ILD

kernel file operation data struct and api
作者:Yuan Jianpeng 邮箱:yuanjp89@163.com
发布时间:2025-2-20 站点:Inside Linux Development

本文学习如何在内核进行文件的读写等操作。


内核结构体

本文又引入路径、文件相关的结构体如下:

struct filename

这个结构体是内核的路径的一种表示。内核提供接口将路径字符串转换成这个结构体。



struct filename *
getname(const char __user * filename)
{
        return getname_flags(filename, 0);
}

struct filename *
getname_kernel(const char * filename)


getname将用户态的字符串指针转换成struct filename

getname_kernel将内核态的字符串指针转换成struct filename

这两个接口定义在fs/namei.c


struct path

这个结构体表示内核的一个路径。前面已经学习过了。它只包含两个成员:vfsmount/dentry。表示挂载点及内部的目录树。
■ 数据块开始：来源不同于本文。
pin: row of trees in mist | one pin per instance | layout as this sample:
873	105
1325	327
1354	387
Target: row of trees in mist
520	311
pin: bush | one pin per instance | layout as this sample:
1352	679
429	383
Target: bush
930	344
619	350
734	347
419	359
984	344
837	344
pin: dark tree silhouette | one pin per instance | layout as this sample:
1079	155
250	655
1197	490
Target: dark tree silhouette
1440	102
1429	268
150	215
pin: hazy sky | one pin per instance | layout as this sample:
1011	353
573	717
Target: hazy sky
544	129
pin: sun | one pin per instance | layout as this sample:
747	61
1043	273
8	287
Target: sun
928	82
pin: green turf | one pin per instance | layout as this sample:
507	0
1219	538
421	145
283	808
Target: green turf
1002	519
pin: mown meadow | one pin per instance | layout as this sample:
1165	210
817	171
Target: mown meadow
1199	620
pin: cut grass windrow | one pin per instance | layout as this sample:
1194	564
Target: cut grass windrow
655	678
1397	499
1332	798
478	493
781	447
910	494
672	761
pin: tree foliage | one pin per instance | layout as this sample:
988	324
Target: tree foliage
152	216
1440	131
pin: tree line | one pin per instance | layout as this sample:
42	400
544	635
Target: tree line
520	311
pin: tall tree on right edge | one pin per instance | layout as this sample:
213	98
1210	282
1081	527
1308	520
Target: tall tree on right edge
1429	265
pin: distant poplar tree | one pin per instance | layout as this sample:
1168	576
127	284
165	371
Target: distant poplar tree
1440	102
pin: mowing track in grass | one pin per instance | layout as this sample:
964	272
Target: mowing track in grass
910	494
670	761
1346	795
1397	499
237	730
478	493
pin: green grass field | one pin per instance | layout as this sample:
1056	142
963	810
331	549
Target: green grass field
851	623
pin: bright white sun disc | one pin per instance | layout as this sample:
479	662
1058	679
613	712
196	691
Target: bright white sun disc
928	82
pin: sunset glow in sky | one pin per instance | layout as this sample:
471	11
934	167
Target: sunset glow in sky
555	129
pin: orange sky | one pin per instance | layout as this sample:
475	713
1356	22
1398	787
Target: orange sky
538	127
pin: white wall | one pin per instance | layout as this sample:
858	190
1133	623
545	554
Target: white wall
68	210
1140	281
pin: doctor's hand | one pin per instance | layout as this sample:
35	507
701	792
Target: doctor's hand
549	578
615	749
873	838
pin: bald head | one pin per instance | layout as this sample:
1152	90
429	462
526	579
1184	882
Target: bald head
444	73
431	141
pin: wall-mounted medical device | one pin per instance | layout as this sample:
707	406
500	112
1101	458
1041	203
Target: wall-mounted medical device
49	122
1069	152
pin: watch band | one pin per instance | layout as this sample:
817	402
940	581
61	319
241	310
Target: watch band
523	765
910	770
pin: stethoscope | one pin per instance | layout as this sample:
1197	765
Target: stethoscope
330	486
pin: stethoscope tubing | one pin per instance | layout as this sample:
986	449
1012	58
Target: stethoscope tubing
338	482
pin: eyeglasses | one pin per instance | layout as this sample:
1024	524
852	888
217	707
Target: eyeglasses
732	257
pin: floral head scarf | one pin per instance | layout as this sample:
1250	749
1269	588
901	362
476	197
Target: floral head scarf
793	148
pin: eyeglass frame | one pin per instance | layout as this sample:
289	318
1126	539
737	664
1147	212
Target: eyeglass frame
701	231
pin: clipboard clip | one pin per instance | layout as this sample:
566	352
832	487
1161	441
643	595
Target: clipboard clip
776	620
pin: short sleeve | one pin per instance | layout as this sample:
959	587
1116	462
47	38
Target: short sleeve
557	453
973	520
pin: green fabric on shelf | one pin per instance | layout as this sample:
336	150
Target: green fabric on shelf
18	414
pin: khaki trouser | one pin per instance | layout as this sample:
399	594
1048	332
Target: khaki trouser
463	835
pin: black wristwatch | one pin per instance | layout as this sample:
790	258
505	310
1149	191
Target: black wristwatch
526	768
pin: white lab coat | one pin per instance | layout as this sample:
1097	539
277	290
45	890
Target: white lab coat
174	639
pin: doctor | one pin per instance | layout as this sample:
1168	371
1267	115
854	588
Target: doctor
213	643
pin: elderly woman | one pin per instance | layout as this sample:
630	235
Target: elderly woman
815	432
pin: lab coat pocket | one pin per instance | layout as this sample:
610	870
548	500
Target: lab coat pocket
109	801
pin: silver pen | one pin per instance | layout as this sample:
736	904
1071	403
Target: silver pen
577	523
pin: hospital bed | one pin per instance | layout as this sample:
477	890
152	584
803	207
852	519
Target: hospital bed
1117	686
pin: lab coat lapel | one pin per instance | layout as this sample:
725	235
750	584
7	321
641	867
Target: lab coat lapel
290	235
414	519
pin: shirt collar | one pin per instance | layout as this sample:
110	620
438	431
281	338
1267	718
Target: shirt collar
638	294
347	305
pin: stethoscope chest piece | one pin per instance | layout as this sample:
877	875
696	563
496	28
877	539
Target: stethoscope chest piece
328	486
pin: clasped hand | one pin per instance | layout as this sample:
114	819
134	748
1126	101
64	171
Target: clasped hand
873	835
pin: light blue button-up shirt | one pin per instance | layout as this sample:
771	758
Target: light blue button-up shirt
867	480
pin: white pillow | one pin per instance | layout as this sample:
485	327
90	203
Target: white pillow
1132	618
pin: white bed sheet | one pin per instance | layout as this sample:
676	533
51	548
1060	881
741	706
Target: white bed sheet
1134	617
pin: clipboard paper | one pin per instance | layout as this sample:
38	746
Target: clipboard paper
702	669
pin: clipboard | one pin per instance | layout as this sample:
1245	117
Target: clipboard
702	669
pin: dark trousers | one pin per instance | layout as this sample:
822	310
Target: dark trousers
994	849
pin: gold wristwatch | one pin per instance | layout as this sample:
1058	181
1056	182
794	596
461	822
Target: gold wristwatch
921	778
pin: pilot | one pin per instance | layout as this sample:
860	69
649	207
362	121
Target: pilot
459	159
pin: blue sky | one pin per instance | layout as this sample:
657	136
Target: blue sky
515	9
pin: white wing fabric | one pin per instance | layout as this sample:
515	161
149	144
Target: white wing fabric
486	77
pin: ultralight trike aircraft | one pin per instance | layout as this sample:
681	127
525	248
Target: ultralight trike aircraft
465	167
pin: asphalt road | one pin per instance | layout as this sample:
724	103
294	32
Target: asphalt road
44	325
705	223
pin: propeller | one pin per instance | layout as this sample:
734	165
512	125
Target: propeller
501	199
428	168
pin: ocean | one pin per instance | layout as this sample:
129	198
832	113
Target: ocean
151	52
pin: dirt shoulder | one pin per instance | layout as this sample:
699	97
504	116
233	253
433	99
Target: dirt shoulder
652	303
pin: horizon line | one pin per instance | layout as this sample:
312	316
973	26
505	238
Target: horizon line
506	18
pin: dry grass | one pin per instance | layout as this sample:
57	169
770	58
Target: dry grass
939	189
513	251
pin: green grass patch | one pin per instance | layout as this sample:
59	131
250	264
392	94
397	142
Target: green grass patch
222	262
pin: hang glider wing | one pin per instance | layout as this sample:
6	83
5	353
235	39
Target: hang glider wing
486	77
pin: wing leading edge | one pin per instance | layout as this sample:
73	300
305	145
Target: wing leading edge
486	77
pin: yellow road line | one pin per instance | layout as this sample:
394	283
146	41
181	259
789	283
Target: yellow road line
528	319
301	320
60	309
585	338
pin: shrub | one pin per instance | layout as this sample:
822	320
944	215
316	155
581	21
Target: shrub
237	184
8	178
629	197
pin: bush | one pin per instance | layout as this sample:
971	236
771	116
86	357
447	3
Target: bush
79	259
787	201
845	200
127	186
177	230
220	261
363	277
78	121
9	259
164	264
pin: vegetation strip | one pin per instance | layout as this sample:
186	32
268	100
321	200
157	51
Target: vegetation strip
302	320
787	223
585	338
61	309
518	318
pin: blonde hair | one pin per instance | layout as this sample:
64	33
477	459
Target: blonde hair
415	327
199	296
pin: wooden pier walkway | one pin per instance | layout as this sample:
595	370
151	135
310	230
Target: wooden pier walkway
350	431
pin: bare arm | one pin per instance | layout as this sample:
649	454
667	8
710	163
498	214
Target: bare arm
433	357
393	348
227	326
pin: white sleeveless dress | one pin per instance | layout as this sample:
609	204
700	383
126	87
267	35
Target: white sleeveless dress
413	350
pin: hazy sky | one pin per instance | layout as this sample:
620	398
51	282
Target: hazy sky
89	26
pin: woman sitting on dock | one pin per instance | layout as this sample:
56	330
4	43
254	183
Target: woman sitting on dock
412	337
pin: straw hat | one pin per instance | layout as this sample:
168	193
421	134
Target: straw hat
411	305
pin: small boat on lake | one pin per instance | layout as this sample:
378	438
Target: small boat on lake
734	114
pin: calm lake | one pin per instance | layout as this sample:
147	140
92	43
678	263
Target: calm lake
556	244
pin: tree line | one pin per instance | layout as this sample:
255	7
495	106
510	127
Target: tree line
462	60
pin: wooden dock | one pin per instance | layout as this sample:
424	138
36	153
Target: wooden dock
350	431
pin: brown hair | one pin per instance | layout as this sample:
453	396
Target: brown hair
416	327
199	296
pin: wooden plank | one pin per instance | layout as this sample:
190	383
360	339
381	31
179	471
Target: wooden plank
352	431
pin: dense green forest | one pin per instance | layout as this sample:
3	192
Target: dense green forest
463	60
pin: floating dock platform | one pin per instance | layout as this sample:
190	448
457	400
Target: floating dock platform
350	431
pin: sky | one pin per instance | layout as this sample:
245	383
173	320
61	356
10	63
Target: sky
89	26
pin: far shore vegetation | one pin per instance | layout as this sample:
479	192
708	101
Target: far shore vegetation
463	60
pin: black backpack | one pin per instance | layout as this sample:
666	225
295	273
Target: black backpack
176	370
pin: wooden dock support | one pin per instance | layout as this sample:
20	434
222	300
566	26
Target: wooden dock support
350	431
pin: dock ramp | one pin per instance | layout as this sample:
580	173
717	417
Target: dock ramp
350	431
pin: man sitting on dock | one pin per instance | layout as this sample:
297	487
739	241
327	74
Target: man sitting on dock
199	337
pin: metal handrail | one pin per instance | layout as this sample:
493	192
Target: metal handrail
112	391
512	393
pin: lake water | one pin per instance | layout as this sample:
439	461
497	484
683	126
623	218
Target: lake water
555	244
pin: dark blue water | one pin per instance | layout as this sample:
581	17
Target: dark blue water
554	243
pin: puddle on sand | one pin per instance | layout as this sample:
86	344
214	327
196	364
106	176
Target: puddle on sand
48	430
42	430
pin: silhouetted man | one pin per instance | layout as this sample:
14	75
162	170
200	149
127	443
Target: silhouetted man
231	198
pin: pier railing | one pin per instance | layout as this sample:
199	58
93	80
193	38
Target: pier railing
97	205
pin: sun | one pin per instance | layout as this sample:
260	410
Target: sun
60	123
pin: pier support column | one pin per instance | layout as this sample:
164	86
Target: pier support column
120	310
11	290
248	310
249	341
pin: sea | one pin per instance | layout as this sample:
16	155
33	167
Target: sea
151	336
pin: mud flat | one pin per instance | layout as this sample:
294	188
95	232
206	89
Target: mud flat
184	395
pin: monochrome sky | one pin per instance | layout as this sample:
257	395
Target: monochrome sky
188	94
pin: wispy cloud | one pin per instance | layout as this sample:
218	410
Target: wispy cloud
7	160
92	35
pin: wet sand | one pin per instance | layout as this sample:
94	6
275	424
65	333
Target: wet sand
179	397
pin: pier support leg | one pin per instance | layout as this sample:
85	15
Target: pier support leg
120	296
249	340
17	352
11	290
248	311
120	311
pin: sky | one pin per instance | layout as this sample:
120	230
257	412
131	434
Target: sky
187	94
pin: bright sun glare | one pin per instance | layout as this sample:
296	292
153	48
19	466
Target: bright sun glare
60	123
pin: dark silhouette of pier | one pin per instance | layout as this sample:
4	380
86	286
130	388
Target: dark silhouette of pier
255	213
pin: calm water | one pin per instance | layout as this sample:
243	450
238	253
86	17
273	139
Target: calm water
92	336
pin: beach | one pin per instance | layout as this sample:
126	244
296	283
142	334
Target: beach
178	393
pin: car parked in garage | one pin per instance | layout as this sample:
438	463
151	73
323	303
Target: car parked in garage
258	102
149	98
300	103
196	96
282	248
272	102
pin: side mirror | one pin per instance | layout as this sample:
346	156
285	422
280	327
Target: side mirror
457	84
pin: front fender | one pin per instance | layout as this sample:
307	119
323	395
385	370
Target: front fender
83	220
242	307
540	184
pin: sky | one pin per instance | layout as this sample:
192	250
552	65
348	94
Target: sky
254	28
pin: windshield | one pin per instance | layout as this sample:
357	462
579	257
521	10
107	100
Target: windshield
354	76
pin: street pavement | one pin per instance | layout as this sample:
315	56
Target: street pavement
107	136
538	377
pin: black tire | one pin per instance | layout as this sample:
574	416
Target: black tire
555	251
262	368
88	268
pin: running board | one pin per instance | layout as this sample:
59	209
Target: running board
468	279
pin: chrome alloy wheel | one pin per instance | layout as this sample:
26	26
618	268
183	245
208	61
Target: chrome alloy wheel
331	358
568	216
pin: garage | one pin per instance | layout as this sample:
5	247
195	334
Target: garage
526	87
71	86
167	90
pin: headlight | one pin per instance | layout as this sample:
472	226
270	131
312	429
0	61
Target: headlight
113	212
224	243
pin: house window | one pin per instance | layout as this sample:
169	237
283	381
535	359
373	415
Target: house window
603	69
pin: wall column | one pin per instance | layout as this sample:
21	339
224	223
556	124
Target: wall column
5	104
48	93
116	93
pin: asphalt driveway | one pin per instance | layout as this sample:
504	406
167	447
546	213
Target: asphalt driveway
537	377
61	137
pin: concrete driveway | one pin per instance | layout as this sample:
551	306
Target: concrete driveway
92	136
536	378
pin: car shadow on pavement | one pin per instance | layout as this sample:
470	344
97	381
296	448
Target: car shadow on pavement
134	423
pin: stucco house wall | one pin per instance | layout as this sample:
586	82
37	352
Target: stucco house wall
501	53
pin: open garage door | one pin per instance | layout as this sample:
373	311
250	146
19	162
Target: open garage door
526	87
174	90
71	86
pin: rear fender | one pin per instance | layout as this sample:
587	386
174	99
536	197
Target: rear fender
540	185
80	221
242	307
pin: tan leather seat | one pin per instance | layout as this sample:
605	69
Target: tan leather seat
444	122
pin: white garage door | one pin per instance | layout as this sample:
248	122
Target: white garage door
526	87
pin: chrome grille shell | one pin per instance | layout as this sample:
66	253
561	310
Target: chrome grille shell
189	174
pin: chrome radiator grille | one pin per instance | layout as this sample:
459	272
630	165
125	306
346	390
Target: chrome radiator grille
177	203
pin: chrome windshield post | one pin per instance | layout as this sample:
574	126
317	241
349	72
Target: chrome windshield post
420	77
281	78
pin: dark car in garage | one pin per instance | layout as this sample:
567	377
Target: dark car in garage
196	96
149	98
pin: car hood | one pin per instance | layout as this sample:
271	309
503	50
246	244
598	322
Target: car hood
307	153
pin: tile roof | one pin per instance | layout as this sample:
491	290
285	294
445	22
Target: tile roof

内核导出了kern_path接口,将路径字符串转换成path

int kern_path(const char *name, unsigned int flags, struct path *path)
{
        struct filename *filename = getname_kernel(name);
        int ret = filename_lookup(AT_FDCWD, filename, flags, path, NULL);

        putname(filename);
        return ret;

}
EXPORT_SYMBOL(kern_path);

如果路径是来自用户态的指针,则使用

int user_path_at(int dfd, const char __user *name, unsigned flags,
                 struct path *path)
{
        struct filename *filename = getname_flags(name, flags);
        int ret = filename_lookup(dfd, filename, flags, path, NULL);

        putname(filename);
        return ret;
}
EXPORT_SYMBOL(user_path_at);

struct file

这个结构体表示一个打开的文件。定义在linux/fs.h,这个结构体非常大。


open/read/write

介绍内核如何进行文件的打开和读写。open接口定义在fs/open.c,read/write接口定义在fs/read_write.c

可以阅读这些源码文件,查看内核导出了哪些接口。

1 sys_open/sys_read系统调用接口

有些资料,使用sys_open/sys_read的方式:

int fd = sys_open(filename, O_RDONLY, 0);


这个是系统调用函数。但是在arm64内核上,开启了CONFIG_ARCH_HAS_SYSCALL_WRAPPER=y,就没有这个接口了。见参考【4】。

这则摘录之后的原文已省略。